Question

An antacid tablet weighing $1{\text{ g}}$ containing aluminium hydroxide as the only basic substance and the rest of its components being neutral, was dissolved in $200{\text{ mL}}$ of $0.1{\text{ M HCl}}$ . The excess ${\text{HCl}}$ was back titrated and required $90{\text{ mL}}$ of $0.1{\text{ N}}$ base for exact neutralisation. Milli equivalents of aluminium hydroxide in the sample of antacid tablet is:
(A) 9
(B) 11
(C) 12
(D) 20

Answer 1

Antacids are usually basic substances consumed at times of acidity in the stomach. In this question, an antacid made of aluminium hydroxide is used. The equivalents of aluminium hydroxide present in the antacid tablet have to be calculated using the back-titration method.

Complete step by step solution:
We are given an antacid tablet containing aluminium hydroxide as the basic substance was used and we are asked to calculate the milli equivalents of aluminium hydroxide present in a tablet. The given information are as follows:
Mass of antacid = $1{\text{ g}}$
The tablet is dissolved in a dilute solution of ${\text{HCl}}$ to neutralise the acid of known volume and concentration.
Volume of acid used = $200{\text{ mL}}$= $0.2{\text{ L}}$
Molarity of ${\text{HCl}}$ = $0.1{\text{ M}}$
No. of moles of acid used can be calculated using the following equation:
${\text{Molarity}} = \dfrac{{{\text{No}}{\text{. of moles}}}}{{{\text{Volume (in L)}}}}$ $\therefore$ ${\text{No}}{\text{. of moles = Molarity }} \times {\text{Volume (in L) }}$
So, ${\text{No}}{\text{. of moles = 0}}{\text{.2 moles}}$ of ${{\text{H}}^ + }$

So, the whole of the base in the antacid tablet would have reacted with the excess of acid in which the antacid tablet that was dissolved.

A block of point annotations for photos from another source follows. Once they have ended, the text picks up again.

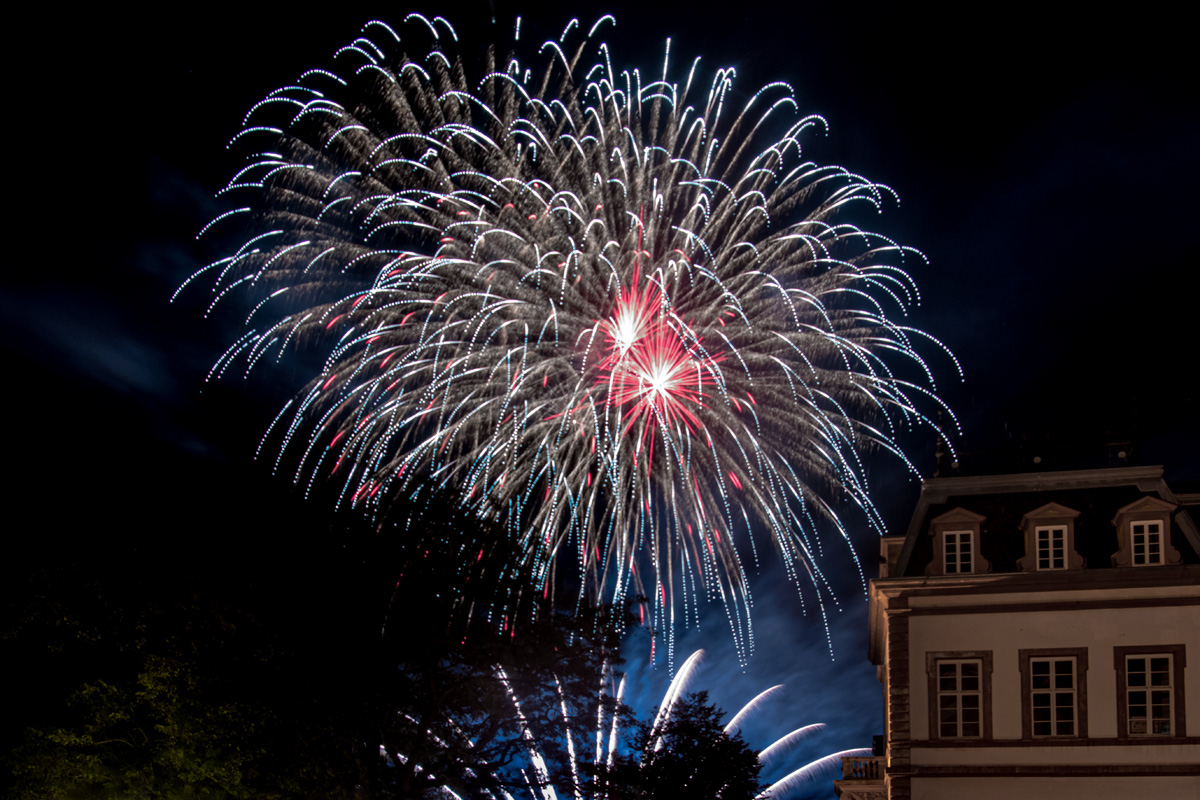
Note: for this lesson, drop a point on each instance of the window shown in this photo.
(1051, 547)
(1144, 534)
(1146, 541)
(959, 695)
(1053, 696)
(1050, 540)
(1054, 693)
(959, 552)
(1150, 691)
(957, 543)
(959, 699)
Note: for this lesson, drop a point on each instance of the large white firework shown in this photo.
(618, 312)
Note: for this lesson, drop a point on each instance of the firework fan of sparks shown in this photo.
(595, 743)
(604, 306)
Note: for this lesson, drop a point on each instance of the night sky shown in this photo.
(1047, 163)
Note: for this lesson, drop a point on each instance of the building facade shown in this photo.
(1032, 633)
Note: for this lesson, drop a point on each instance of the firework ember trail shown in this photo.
(617, 311)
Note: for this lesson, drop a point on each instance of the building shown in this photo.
(1032, 633)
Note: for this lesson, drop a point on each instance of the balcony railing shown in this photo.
(862, 768)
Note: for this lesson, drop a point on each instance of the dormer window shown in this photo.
(957, 543)
(958, 551)
(1146, 541)
(1050, 540)
(1144, 534)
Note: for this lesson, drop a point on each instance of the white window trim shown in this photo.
(959, 537)
(1062, 547)
(1054, 692)
(1149, 689)
(1150, 551)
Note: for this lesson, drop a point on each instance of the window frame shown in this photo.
(957, 537)
(1155, 536)
(1050, 517)
(957, 522)
(1140, 512)
(1050, 547)
(1026, 657)
(1177, 654)
(984, 659)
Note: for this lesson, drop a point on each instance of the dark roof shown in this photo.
(1097, 494)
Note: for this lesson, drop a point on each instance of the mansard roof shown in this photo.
(1007, 503)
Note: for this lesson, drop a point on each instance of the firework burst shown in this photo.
(609, 308)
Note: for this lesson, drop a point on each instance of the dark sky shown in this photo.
(1047, 162)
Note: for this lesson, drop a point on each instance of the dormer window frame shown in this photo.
(1144, 534)
(1039, 527)
(951, 531)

The excess of acid or unreacted ${{\text{H}}^ + }$present in the solution is quantitatively measured by back titrating it with a known concentration of base whose concentration is given.
Normality of base = $0.1{\text{ N}}$
Suppose that the normality and molarity of the base is the same.
Molarity of base = $0.1{\text{ M}}$
Volume of base used = $90{\text{ mL}}$= $0.09{\text{ L}}$
$\therefore$ ${\text{No}}{\text{. of moles of base used = Molarity }} \times {\text{Volume (in L) }}$
$= {\text{ 0}}{\text{.1 mol}}{{\text{L}}^{ - 1}}{\text{ }} \times {\text{ 0}}{\text{.09 L}}$
$= {\text{ 0}}{\text{.009 moles}}$

$0.009{\text{ moles}}$ of base is used to neutralise excess ${{\text{H}}^ + }$ present in the solution.

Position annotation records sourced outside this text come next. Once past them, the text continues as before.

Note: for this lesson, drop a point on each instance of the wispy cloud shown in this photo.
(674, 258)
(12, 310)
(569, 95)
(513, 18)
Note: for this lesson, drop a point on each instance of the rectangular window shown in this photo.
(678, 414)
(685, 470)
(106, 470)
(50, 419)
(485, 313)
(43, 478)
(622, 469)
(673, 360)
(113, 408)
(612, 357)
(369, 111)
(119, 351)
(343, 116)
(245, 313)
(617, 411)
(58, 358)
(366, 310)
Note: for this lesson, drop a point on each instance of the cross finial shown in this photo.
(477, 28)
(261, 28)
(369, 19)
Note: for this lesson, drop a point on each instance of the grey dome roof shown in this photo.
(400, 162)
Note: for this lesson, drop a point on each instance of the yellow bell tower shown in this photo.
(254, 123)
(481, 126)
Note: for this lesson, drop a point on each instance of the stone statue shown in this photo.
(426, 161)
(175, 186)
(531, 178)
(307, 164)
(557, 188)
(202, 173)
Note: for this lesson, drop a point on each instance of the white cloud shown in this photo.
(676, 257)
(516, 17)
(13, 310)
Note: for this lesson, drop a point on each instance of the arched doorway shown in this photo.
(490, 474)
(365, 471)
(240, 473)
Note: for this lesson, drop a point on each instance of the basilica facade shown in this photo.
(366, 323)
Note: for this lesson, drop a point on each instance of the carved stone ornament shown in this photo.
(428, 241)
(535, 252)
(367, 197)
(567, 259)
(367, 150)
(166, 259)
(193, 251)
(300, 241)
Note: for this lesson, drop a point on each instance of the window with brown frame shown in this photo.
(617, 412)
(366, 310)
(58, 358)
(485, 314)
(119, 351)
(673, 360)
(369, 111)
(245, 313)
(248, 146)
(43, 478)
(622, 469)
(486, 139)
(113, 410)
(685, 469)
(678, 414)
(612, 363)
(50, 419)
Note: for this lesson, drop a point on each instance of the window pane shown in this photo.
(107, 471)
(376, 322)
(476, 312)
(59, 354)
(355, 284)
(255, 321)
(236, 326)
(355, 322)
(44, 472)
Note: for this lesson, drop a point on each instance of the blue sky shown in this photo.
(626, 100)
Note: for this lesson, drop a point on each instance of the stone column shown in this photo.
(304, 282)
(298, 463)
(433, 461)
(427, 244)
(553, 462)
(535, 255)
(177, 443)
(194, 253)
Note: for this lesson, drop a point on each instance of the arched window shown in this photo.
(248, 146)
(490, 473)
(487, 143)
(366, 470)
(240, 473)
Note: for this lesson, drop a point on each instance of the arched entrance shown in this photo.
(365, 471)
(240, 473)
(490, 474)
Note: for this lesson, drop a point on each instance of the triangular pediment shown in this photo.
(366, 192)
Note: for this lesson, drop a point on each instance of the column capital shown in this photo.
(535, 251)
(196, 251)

$\therefore$No. of moles of ${\text{HCl}}$ neutralised by antacid = Total no. of moles of ${{\text{H}}^ + }$- No. of moles of base used in back titration
$= {\text{ 0}}{\text{.02 - 0}}{\text{.009 }}$
$= {\text{ }}0.011{\text{ moles}}$
$= {\text{ 11 mmol}}$

Therefore, one antacid tablet contains $11{\text{ milli moles}}$ or $11{\text{ milli equivalents}}$ of aluminium hydroxide in it.

Hence, option (B) is the correct answer.

Note:
Titration is a commonly used laboratory method for quantitative analysis to determine the unknown concentration of a substance called analyte by using known volume and concentration of another substance called the titrant by the chemical reaction between the titrant and the analyte.